Unter anderem haben grüne Frauen eine Broschüre herausgegeben, die darüber aufklären will. Ich habe diese Broschüre nicht gelesen, auch habe ich nicht den Talmud studiert. Trotzdem nehme ich mir das Recht, Kritik zu üben. Ich mag mich nicht länger auf die patriarchalen Spielregeln einlassen, die da heißen, Frauen dürfen erst mitreden, wenn sie sich in dem vorher von Männern definierten Rahmen auskennen. Das heißt, Männer haben sowohl die Macht, den Rahmen zu definieren, als auch, wann sich andere (hier: Frauen) auskennen.

Walter Jacobs benutzt in seinem Artikel die Worte „bedauern“ und „bereuen“. Mir fällt als Frau in unserer christlich-patriarchal geprägten Gesellschaft zu Reue Sünde ein. Welche Sünden eigentlich? Ist es Sünde, über die grausame Wahrheit aufzuklären? Aber ich vergesse, grausam ist es ja „nur“ für die Mädchen, nicht für die Täter.

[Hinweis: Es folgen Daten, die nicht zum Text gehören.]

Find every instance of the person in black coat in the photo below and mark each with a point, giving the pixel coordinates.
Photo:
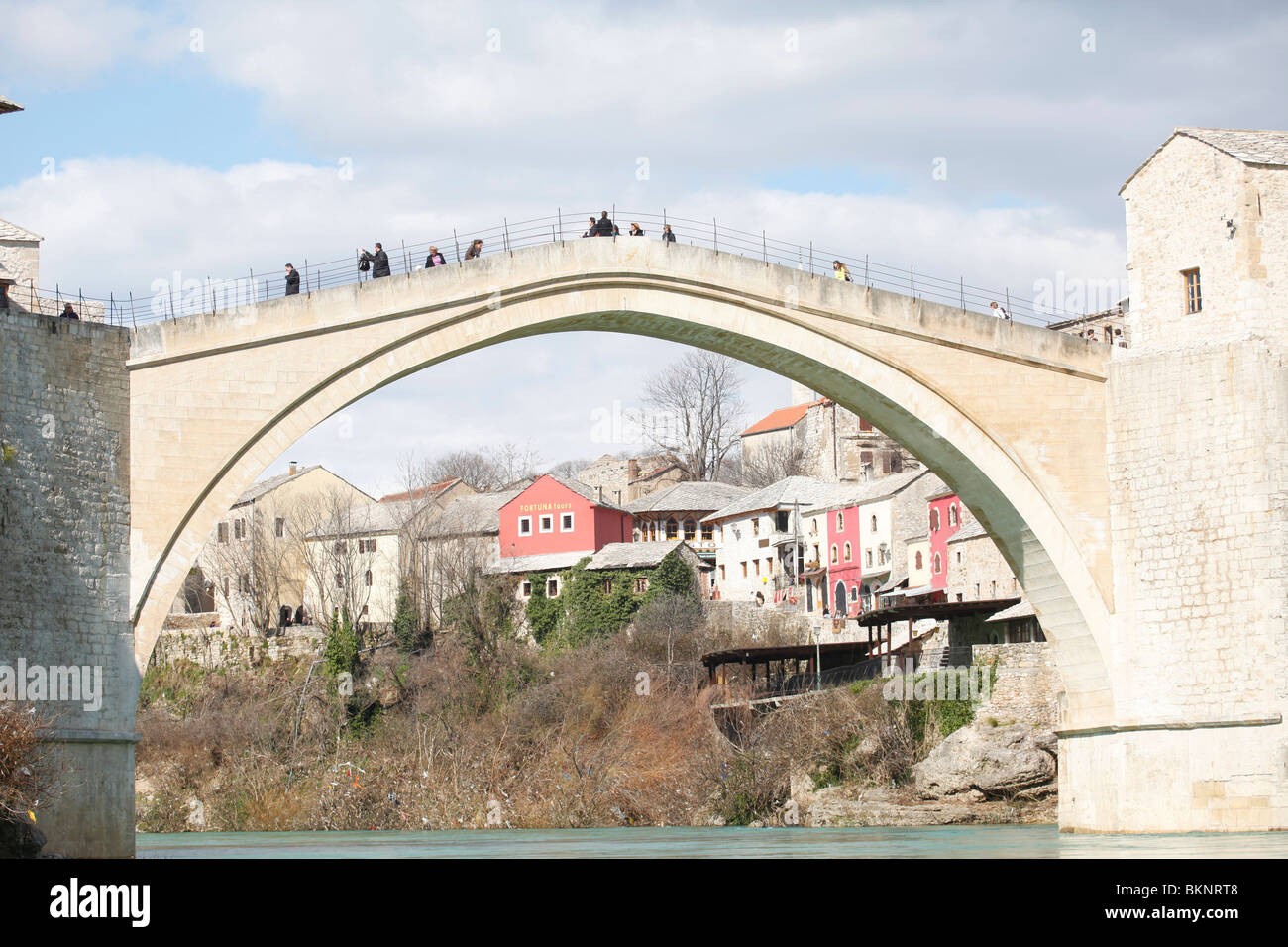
(378, 262)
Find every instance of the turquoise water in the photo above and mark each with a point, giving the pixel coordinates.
(940, 841)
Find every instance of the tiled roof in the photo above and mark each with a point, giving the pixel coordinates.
(472, 515)
(791, 489)
(782, 418)
(257, 489)
(421, 492)
(12, 231)
(971, 531)
(619, 556)
(1249, 146)
(857, 493)
(541, 562)
(690, 495)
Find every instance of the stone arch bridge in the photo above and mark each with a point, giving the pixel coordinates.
(1044, 436)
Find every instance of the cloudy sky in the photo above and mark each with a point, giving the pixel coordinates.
(977, 140)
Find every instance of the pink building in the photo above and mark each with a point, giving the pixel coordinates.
(844, 564)
(945, 519)
(561, 515)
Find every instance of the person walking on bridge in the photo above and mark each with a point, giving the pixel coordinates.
(604, 227)
(378, 261)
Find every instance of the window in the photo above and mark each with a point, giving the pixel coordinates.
(1193, 296)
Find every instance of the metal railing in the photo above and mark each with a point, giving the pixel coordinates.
(210, 294)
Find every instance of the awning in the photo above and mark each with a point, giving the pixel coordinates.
(1024, 609)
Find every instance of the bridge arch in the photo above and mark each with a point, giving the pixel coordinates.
(1012, 416)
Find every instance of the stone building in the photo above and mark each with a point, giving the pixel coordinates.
(818, 438)
(254, 567)
(625, 479)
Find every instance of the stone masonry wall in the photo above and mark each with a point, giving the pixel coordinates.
(64, 519)
(1026, 685)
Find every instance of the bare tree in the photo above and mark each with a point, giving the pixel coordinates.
(700, 411)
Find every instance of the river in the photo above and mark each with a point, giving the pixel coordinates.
(940, 841)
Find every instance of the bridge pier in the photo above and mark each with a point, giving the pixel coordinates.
(64, 519)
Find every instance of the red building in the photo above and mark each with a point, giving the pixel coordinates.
(945, 519)
(559, 515)
(844, 562)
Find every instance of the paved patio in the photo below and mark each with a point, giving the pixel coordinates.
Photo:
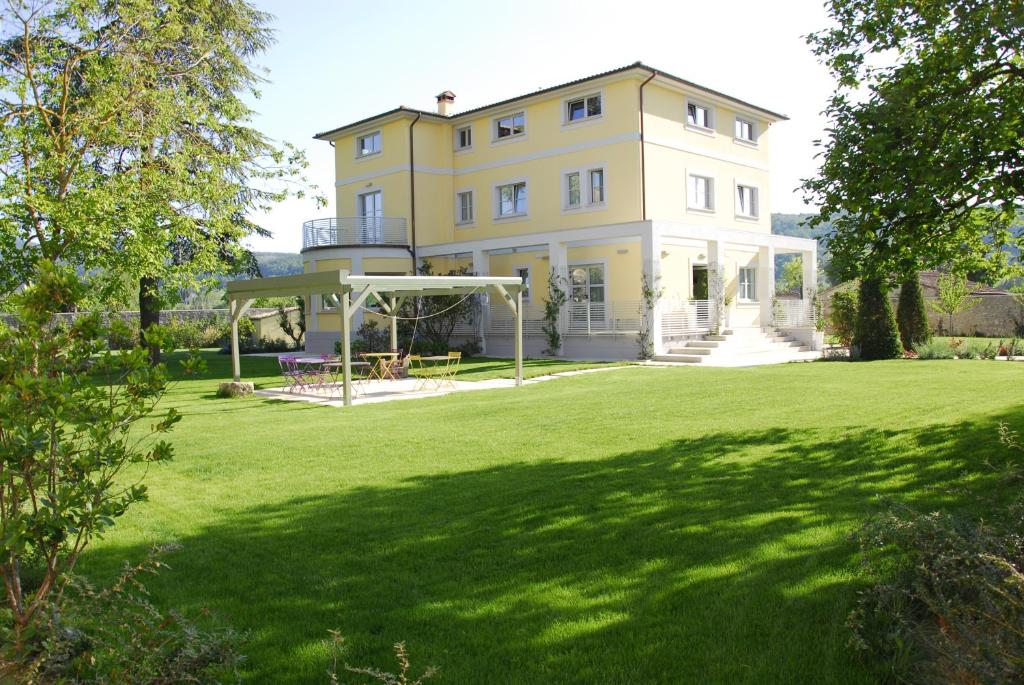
(372, 392)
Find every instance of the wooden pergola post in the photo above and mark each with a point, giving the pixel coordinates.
(346, 347)
(394, 325)
(236, 309)
(350, 291)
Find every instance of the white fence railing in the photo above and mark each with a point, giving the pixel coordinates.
(501, 320)
(682, 318)
(793, 313)
(578, 319)
(354, 230)
(587, 318)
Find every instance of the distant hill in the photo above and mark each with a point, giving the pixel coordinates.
(279, 263)
(790, 224)
(288, 263)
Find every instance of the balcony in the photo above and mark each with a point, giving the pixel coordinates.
(354, 231)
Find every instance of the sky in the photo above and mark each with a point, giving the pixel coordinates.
(337, 61)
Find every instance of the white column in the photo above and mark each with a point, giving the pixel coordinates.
(716, 291)
(312, 323)
(558, 261)
(766, 283)
(518, 338)
(481, 266)
(356, 267)
(650, 253)
(810, 261)
(236, 362)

Julius H.Schoeps, Professor für deutsch-jüdische Geschichte, meint, Frau Bongartz habe die Zitate „aus dem Zusammenhang gerissen und entstellt wiedergegeben.“ Außerdem habe sie den Talmud nicht studiert und dürfe deswegen nicht zitieren. Sicher, ich habe nicht in der Zeit gelebt, in der die Zeilen der Mischna und Gemara geschrieben worden sind, auch nicht im 12.Jahrhundert des Mose Maimonides, der die talmudischen Texte kommentiert hat. Aber Prof.Schoeps auch nicht.

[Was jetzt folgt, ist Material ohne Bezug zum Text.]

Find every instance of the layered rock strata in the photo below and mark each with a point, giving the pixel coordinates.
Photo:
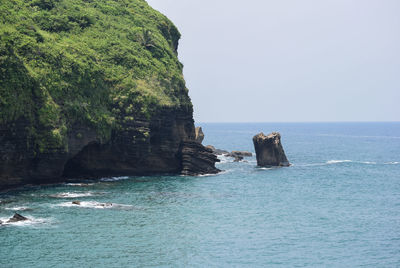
(269, 150)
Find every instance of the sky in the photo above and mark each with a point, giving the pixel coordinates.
(289, 60)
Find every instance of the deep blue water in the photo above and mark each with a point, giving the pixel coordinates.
(337, 206)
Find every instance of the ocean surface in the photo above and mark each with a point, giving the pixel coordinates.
(338, 205)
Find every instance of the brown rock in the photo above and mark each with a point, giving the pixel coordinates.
(197, 159)
(269, 150)
(217, 151)
(199, 135)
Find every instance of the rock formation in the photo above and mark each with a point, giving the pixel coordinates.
(112, 106)
(216, 151)
(197, 159)
(269, 151)
(239, 155)
(199, 135)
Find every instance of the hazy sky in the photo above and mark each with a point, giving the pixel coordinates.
(289, 60)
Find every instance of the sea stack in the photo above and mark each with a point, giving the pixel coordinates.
(199, 134)
(269, 150)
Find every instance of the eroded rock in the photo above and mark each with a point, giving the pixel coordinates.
(217, 151)
(197, 159)
(199, 134)
(269, 150)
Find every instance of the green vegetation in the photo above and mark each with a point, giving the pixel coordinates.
(94, 62)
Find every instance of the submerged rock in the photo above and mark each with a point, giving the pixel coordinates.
(17, 217)
(239, 155)
(217, 151)
(199, 134)
(197, 159)
(269, 150)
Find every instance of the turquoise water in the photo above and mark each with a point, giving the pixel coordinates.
(337, 206)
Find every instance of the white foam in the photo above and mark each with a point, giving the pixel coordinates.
(79, 184)
(264, 168)
(114, 179)
(72, 195)
(95, 204)
(31, 221)
(223, 159)
(18, 208)
(337, 161)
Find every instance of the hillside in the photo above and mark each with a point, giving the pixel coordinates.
(78, 72)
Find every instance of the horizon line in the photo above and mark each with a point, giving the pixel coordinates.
(288, 122)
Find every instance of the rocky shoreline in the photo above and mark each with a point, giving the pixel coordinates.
(164, 144)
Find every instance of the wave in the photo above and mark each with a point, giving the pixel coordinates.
(224, 159)
(114, 179)
(31, 221)
(72, 195)
(213, 174)
(359, 136)
(333, 162)
(79, 184)
(95, 204)
(337, 161)
(18, 208)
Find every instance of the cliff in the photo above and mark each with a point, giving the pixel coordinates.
(92, 89)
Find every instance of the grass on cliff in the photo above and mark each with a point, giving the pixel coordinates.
(91, 62)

Wenn ich im günstigsten Fall, günstig für die damaligen Mädchen, annehme, daß es sich in den alten Schriften nicht um reale Gewaltereignisse gehandelt hat, sondern um symbolische Bilder, die für etwas anderes stehen, so muß ich mir trotz alledem oder gerade deswegen folgende Fragen stellen: „Wie kommen solche Bilder zustande?“ „Wer hat ein Interesse, diese Form der Darstellung zu benutzen?“

Der Vorschlag von Gisela Wülffing, über den Zusammenhang von feministischer Theorie und christlichem Antijudaismus zu diskutieren, sollte auf alle Fälle umgesetzt werden. In dieser Diskussion will ich jüdische Männer, genauso wie andere, wegen ihrer HERRschaftsausübung kritisieren und sie nicht mit Glacehandschuhen anfassen. Auch jüdische Männer können Täter sein und nicht nur Opfer.